I know. Elizabeth Gilbert. She wrote Eat, Pray, Love and lots of people think she is terrible. I read that book and it was fun and it made me feel nice on the inside so whatever. It didn’t change my life but it made me feel nice on the inside and honestly who would kick a nice-inside-feeling out of bed in this crazy, mixed-up world? Not I. So Elizabeth Gilbert was on RadioLab (which is a lovely radio show about science and being a human and brains and stuff) and she was talking about inspiration. And I found it inspiring (barf)! I did, though. Anyway. She imagines inspiration like the Greek muse. Like it’s a separate thing. It comes to you when it wants to come to you. And you slave and sweat, working something to death, writing tons of crap all day, so that when inspiration comes it knows you deserve it because you’ve been sweating so much on all this crap you’ve been writing. You deserve a break. So inspiration gives you a break.
The reason I like this is because I get all worked up about writing – especially when starting a new project. I think every new project needs to be the culmination of all the things I value and believe in. It needs to CHANGE THE WORLD. It needs to be my contribution to humanity. Which, holy crap, feeling that way can really stop you before you begin. So I have a new project floating around in my brain and I haven’t started it yet. But I like that I can start it and it doesn’t have to be everything. It doesn’t have to be the entirety of me as a writer and a person. It can just be this thing that exists. It came to me in my head and it needs me to write it because it can’t write itself. So I’m just trying to allow it to exist. Inspiration doesn’t mean anything if nobody’s writing it down. I think it will free me up to not have to be a part of the things I write so much. The things I write aren’t me, they are the things that need to be written.

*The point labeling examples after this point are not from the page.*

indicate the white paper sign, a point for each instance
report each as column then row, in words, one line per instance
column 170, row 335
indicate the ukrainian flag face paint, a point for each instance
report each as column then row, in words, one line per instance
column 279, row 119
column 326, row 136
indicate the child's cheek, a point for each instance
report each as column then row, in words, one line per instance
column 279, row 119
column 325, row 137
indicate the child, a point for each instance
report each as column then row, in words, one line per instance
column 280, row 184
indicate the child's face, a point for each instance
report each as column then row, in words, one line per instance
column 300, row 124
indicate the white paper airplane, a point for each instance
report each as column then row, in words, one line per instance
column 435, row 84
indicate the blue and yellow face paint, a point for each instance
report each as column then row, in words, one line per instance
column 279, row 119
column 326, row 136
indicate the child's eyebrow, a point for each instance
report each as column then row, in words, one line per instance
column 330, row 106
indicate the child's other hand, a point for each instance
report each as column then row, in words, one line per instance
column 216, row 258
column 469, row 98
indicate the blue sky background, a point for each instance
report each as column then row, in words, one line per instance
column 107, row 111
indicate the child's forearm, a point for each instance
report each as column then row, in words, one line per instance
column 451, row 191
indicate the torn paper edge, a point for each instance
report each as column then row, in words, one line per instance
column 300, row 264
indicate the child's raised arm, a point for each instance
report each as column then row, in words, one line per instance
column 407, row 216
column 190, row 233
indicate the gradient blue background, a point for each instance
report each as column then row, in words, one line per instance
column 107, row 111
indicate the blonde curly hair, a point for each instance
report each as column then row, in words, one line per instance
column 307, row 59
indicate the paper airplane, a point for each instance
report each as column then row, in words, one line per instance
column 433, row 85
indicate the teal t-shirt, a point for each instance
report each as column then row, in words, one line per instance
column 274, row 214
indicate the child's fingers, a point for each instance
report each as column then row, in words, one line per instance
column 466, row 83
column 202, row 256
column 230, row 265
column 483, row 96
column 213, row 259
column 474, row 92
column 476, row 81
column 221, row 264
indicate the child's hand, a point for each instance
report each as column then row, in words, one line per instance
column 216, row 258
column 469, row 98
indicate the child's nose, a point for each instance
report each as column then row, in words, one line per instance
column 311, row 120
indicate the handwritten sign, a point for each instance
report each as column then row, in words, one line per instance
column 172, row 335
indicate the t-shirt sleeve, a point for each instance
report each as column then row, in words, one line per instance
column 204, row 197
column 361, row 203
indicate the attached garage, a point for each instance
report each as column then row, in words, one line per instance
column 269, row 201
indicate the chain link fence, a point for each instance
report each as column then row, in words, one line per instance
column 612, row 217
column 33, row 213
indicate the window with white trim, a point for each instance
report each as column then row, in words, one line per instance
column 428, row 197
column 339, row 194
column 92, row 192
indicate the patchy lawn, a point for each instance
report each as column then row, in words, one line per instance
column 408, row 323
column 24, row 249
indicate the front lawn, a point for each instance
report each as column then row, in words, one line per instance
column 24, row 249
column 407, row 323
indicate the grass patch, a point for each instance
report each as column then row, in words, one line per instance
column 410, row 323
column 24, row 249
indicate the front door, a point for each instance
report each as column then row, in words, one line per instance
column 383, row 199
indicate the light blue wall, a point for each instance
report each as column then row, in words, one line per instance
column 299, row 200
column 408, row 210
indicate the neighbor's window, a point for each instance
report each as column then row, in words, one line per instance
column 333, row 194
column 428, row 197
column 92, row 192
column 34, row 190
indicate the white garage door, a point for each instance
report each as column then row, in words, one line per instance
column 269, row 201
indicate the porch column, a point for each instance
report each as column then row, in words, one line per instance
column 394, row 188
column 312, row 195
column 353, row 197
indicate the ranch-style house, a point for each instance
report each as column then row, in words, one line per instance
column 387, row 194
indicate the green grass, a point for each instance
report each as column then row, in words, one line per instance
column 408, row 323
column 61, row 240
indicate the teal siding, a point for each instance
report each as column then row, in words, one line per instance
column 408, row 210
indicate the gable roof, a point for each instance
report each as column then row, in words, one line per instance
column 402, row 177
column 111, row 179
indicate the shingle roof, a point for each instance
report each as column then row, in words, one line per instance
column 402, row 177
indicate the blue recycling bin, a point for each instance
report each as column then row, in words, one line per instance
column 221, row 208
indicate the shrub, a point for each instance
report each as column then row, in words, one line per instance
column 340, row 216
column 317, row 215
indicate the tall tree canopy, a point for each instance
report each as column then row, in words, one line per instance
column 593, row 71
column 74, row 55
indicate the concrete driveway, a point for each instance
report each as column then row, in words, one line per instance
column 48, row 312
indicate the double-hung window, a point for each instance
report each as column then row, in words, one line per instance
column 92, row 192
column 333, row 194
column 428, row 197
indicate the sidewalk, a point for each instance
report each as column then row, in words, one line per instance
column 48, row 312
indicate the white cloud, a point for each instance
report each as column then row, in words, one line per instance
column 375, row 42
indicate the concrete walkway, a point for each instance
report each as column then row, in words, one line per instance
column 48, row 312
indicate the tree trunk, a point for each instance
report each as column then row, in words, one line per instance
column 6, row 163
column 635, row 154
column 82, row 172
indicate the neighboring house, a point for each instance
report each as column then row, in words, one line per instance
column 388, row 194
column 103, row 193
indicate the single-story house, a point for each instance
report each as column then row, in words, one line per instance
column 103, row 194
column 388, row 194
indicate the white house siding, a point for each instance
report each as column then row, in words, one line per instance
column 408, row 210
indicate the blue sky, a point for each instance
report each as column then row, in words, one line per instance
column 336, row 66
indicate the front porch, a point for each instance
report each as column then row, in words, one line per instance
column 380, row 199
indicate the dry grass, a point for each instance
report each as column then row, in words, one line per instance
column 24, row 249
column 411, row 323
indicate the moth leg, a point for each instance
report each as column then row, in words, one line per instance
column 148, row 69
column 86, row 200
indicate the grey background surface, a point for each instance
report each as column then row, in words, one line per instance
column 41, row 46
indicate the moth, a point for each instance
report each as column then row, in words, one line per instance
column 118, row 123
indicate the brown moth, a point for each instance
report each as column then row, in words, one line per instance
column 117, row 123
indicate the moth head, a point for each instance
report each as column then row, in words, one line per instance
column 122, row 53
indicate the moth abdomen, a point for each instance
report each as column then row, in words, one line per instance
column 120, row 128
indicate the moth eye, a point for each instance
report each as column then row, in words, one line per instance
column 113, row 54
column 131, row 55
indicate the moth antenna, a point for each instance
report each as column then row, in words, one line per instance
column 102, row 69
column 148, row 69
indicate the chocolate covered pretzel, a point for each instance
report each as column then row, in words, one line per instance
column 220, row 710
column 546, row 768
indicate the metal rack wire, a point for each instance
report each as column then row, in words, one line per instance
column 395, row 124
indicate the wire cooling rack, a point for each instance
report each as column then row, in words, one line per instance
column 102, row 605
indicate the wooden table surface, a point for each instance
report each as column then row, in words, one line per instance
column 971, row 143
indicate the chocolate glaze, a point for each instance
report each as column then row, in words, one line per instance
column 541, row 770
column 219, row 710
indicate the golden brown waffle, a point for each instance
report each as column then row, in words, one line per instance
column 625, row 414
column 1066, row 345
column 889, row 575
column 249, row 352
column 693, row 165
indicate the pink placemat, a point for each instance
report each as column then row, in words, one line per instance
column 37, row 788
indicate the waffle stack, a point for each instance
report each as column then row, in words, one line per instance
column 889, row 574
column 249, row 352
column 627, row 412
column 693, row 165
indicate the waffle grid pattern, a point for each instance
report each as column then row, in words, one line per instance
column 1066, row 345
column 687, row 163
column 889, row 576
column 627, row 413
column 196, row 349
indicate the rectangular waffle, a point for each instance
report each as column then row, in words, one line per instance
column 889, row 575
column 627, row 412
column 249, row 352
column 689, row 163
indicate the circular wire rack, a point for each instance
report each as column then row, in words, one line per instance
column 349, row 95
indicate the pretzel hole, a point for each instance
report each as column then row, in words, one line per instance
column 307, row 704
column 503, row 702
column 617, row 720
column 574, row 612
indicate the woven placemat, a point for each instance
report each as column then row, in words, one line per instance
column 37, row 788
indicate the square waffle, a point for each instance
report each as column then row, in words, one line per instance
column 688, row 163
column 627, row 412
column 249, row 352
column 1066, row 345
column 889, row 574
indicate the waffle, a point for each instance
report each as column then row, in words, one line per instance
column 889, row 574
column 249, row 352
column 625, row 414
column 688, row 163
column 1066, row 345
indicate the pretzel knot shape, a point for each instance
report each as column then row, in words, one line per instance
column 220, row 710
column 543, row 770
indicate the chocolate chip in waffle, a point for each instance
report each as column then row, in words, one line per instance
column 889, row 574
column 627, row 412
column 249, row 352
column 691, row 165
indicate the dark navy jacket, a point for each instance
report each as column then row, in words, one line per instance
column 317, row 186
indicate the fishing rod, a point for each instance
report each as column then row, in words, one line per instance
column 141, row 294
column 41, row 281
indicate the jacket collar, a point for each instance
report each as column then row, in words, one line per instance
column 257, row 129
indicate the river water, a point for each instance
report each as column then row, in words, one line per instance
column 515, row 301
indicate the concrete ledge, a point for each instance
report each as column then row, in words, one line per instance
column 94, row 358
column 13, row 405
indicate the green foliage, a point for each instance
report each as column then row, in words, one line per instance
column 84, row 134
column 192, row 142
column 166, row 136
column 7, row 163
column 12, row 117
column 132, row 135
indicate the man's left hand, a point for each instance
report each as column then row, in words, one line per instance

In other news, I have a ten-minute play in the Boston Theatre Marathon! It’s May 22nd at the Boston Center for the Arts. You guys should come. I’m really excited about it.
In other other news, I bought a neti pot today because I have had fucking congestion in my fucking face for like a week and ENOUGH IS ENOUGH. I’ll be sure to chronicle my adventures with the neti pot. I hope I don’t barf everywhere when I try to use it. I bet I’ll barf. At least it will make a good story!